Category: News

We’ve now passed all the 2015 holidays and are settling into winter.

With that said, the coldest weather months (in spite of El Niño) are still yet to arrive. Sorry, I know you really didn’t want to be reminded…

Of the many things we can still find pleasurable throughout the upcoming months of cold, ice and snow are the warming, comforting thoughts; smells; and tastes of a hearty bowl of soup.

As for me, while I love all sorts of soups, perhaps those I love the most are the hearty ones chock-full of garnish. They’re the ones I really look forward to after a long day at work or a day spent outside. They fill me up and satisfy my appetite. Afterwards, I never feel like I sacrificed a good meal for the sake of a bowl of soup.

I also get bored easily, so many of my soups have multiple things going on so that each spoonful promises its own separate tastes and textures. I like that.

Here’s a perfect example of one of my Hearty Winter Soups. I really enjoy this soup with some warm, crusty garlic bread.

You can also garnish this soup with freshly grated Parmesan cheese as it’s bowled up.

Hearty Italian Medley: Makes 1 ½ Quarts or 4 Servings

1 TBSP                           Olive Oil

¼ Cup                            Fresh Fennel, Sliced Thin

½ Cup                            Sweet Onions, Cut ¾” Diced

1 tsp                              Chopped Garlic

2 Links                           Sweet Italian Sausage, Cut in ½” Pieces

1 Cup                             Chicken Breast, Diced ½”

1 Cup                             Small Shrimp, Peeled, Deveined

½ Cup                            Diced Tomatoes, With Juice

1 Quart                          Chicken Broth (or Stock)

1 Big Handful                  Baby Spinach Leaves

¼ tsp                             Oregano

To Taste                         Salt & Pepper

  1. In a medium-size sauce pot, sauté fennel, onion and garlic over medium heat until softened.
  2. Reduce heat to medium low and add sausage, chicken and shrimp. Cover and cook (while stirring occasionally) until chicken and sausages are cooked through.
  3. Add tomatoes and chicken broth and bring to a simmer. Simmer 10 minutes.
  4. Add spinach and oregano and simmer for 15 minutes.
  5. Adjust seasonings with salt and pepper to taste.

Chowders are another one of my hearty favorites.

Now, it probably goes without saying that if you like chowder, you’re probably in one camp or the other: the (white) New-England-style clam OR the (red) Manhattan-style clam chowder.

While I love them both, one chowder that I’m absolutely crazy about is Atlantic Salmon Chowder. If you love salmon and really want to do this soup justice, buy a small (but whole) salmon and ask Nino’s fish butchers to fillet it for you. Also, ask them to save you the head, skin and bones, so you can simmer them in some water to make a salmon broth for this soup. Otherwise, a product like Kitchen Basics Fish or Seafood Broth will do just fine in this recipe.

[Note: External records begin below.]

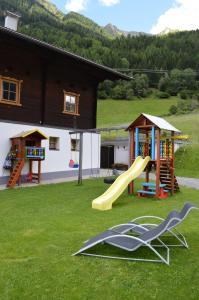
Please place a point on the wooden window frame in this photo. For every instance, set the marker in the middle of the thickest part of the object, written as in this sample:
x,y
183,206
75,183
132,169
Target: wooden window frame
x,y
56,142
18,83
76,113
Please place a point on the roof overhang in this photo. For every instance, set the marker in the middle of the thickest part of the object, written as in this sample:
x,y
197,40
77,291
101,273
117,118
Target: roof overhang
x,y
25,134
108,72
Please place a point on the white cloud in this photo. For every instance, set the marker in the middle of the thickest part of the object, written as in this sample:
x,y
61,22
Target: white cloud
x,y
109,2
76,5
183,15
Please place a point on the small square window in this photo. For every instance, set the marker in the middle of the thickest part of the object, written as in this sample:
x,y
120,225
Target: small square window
x,y
74,145
71,103
53,143
10,91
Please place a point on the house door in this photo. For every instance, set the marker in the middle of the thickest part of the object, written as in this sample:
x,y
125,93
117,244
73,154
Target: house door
x,y
107,157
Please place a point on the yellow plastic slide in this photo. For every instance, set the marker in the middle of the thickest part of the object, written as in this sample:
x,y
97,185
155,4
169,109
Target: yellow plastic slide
x,y
105,201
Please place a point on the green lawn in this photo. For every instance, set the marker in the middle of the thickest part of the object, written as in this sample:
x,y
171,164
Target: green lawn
x,y
41,227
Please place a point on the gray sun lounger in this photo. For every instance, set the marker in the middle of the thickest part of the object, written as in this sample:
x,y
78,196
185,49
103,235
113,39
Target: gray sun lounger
x,y
132,243
118,237
140,228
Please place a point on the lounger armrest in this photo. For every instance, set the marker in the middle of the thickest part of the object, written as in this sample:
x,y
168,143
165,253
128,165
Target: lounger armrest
x,y
147,217
128,224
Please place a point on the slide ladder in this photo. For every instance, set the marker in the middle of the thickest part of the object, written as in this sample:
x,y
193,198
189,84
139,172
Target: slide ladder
x,y
16,173
166,176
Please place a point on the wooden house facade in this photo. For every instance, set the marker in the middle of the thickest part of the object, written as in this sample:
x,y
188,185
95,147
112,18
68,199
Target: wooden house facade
x,y
45,87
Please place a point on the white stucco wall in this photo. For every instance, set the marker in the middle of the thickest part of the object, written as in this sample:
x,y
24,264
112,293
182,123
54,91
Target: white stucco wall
x,y
56,160
121,154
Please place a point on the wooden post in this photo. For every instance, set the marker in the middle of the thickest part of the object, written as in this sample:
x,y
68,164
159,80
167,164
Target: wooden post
x,y
172,165
80,158
147,151
158,164
131,158
39,171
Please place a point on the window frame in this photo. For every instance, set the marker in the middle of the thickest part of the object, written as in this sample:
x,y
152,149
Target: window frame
x,y
71,94
18,83
77,145
57,143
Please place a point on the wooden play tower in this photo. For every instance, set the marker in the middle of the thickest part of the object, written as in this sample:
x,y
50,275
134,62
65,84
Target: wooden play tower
x,y
26,146
153,136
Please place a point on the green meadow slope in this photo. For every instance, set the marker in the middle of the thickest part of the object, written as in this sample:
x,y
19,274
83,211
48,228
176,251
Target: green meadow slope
x,y
114,112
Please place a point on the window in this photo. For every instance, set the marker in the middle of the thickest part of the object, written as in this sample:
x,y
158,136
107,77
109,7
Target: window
x,y
74,145
71,103
53,143
10,91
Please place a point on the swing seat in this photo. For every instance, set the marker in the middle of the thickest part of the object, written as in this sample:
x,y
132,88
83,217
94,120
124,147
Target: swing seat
x,y
75,166
109,180
71,163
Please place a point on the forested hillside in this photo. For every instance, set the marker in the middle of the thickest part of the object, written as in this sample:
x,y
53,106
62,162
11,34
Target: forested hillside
x,y
81,35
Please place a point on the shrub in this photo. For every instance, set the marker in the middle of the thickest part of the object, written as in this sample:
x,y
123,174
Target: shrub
x,y
163,95
173,110
129,94
102,95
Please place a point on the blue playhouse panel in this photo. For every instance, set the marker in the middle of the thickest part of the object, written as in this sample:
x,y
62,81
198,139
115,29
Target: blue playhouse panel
x,y
136,142
35,153
153,143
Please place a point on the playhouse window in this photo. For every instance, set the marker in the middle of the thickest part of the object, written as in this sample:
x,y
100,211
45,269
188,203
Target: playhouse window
x,y
71,103
10,90
53,143
74,145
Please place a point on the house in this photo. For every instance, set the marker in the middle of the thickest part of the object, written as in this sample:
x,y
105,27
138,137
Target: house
x,y
45,90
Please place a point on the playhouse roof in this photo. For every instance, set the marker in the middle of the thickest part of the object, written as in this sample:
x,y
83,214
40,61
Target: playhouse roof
x,y
157,121
108,72
24,134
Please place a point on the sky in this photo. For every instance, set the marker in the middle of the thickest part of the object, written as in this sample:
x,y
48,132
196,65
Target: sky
x,y
150,16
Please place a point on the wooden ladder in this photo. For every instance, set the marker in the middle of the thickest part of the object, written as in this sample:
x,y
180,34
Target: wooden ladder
x,y
165,177
16,173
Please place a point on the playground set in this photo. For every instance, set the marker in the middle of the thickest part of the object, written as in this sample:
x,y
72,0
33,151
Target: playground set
x,y
151,148
154,137
25,146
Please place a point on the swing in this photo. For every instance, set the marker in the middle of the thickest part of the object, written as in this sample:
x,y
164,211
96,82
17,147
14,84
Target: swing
x,y
73,163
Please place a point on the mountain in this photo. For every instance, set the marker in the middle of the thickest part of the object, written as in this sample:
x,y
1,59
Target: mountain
x,y
115,32
107,45
168,30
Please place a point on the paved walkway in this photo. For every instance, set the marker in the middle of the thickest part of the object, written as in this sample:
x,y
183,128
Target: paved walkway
x,y
185,181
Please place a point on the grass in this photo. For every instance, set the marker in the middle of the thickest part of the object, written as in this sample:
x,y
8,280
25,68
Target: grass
x,y
40,227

This chowder goes particularly well with whole grain crackers or sourdough bread.

Atlantic Salmon Chowder: Makes 1 ½ Quarts Serves 4

2 Strips                           Maple Bacon, Raw, Finely Chopped

½ Stick                           Salted Butter

2/3 Cup                          Sweet Onions, Chopped

½ Cup                            Celery, Chopped

¼ Cup                            Red Bell Pepper, Finely Chopped

2 tsp                               Garlic, Minced

1⁄3 Cup                           All-Purpose Flour

3 Cups                            Salmon, Fish or Seafood Broth

1 TBSP                            Tomato Paste

½ Cup                            Heavy Cream

1 tsp                              Parsley Flakes

1/8 tsp                           Cayenne Pepper

½ tsp                             Paprika

2 TBSP                           Fresh Dill, Chopped

1 ½ Lbs                         Atlantic Salmon, Diced ½” Cubes

1 Cup                            Cooked Red Skin Potatoes, Diced ½”

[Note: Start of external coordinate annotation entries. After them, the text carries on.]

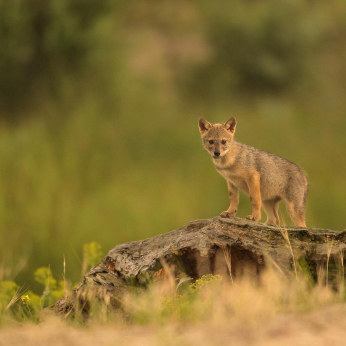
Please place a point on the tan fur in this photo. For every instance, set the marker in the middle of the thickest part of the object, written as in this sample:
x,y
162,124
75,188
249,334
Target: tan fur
x,y
267,178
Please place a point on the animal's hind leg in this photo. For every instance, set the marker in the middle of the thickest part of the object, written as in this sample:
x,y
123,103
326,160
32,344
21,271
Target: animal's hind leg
x,y
271,207
297,213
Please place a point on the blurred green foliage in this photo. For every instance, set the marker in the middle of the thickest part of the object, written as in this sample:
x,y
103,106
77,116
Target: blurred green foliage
x,y
99,104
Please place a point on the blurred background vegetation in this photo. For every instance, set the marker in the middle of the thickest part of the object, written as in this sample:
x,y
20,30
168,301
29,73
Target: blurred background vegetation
x,y
99,102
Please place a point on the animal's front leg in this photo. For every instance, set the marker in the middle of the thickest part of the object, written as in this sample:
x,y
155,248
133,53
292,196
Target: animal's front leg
x,y
234,199
253,183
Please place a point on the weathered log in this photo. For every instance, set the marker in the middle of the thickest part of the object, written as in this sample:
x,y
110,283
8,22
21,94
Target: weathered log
x,y
229,247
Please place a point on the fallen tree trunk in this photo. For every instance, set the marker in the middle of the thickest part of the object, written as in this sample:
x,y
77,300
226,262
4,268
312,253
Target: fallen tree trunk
x,y
228,247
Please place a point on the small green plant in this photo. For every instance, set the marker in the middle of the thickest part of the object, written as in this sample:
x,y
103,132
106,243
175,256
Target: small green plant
x,y
92,254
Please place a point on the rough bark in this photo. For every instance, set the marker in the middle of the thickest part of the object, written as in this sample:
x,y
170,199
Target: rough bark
x,y
217,246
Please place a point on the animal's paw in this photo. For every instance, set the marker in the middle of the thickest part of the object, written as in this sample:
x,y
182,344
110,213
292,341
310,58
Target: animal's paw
x,y
227,214
271,222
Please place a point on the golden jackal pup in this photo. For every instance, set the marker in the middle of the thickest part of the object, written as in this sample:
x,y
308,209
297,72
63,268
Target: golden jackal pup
x,y
267,178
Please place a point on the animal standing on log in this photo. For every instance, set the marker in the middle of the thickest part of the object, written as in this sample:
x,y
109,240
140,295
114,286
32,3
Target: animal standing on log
x,y
267,178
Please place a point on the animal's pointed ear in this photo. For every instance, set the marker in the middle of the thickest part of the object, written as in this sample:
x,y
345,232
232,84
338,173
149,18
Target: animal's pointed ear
x,y
204,126
230,125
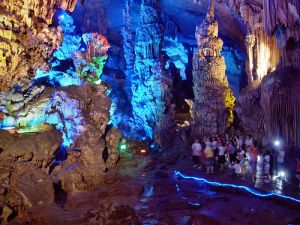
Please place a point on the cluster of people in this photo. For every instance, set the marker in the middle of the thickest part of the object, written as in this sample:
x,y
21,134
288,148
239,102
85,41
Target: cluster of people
x,y
238,153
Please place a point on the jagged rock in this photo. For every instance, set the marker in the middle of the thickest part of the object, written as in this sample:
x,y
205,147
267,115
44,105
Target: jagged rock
x,y
150,83
213,103
112,142
27,41
249,111
280,94
37,148
23,185
274,32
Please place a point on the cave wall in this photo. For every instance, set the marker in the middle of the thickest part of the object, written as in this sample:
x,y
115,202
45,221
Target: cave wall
x,y
27,41
213,103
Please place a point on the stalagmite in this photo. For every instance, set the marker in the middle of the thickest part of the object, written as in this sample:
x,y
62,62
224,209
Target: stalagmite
x,y
150,83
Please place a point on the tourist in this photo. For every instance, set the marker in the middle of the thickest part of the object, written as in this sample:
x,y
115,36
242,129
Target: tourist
x,y
214,146
298,173
232,153
196,152
253,161
280,155
221,158
249,142
267,165
240,142
237,168
242,158
209,154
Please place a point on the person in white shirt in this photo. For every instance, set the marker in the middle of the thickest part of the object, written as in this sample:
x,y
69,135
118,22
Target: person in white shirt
x,y
280,154
196,153
248,142
267,164
221,154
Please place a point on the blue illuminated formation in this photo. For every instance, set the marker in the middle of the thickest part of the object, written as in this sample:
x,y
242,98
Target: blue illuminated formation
x,y
63,71
149,84
241,187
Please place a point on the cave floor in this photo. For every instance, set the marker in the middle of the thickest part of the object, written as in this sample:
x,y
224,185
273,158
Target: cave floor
x,y
159,197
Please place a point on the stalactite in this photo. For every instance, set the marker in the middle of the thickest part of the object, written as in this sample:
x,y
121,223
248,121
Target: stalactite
x,y
280,96
214,102
27,41
150,83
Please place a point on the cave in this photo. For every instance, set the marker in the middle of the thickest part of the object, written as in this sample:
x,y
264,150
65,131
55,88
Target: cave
x,y
162,112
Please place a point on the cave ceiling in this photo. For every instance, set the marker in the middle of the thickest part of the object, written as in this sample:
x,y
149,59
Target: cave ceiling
x,y
185,13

To Taste                        Salt & Pepper


  1. In a medium-size sauce pot, over medium heat, sauté bacon until nearly crisp. Then add butter and sauté onion, celery, red bell pepper and garlic together over medium heat until softened.
  2. Add flour and cook while stirring constantly for 5 minutes to cook flour into a roux.
  3. Add broth and the tomato paste, and stir with a whisk until mixture comes to a simmer and thickens.
  4. Add cream, parsley, cayenne, paprika and dill, and simmer 10 minutes.
  5. Add salmon and reduce to a VERY low simmer. Stir gently until salmon pieces are cooked through and are firm and opaque.
  6. Add cooked, diced red skin potatoes and cook an additional 3 minutes to reheat the potatoes.
  7. Adjust seasonings with salt and pepper.


As with all soup recipes, as you prepare them, feel free to add or subtract ingredients to your taste and take notes so that your next batch is exactly to your liking.

Most importantly, enjoy the process as much as the results.

Soups are one of THE best winter meals going.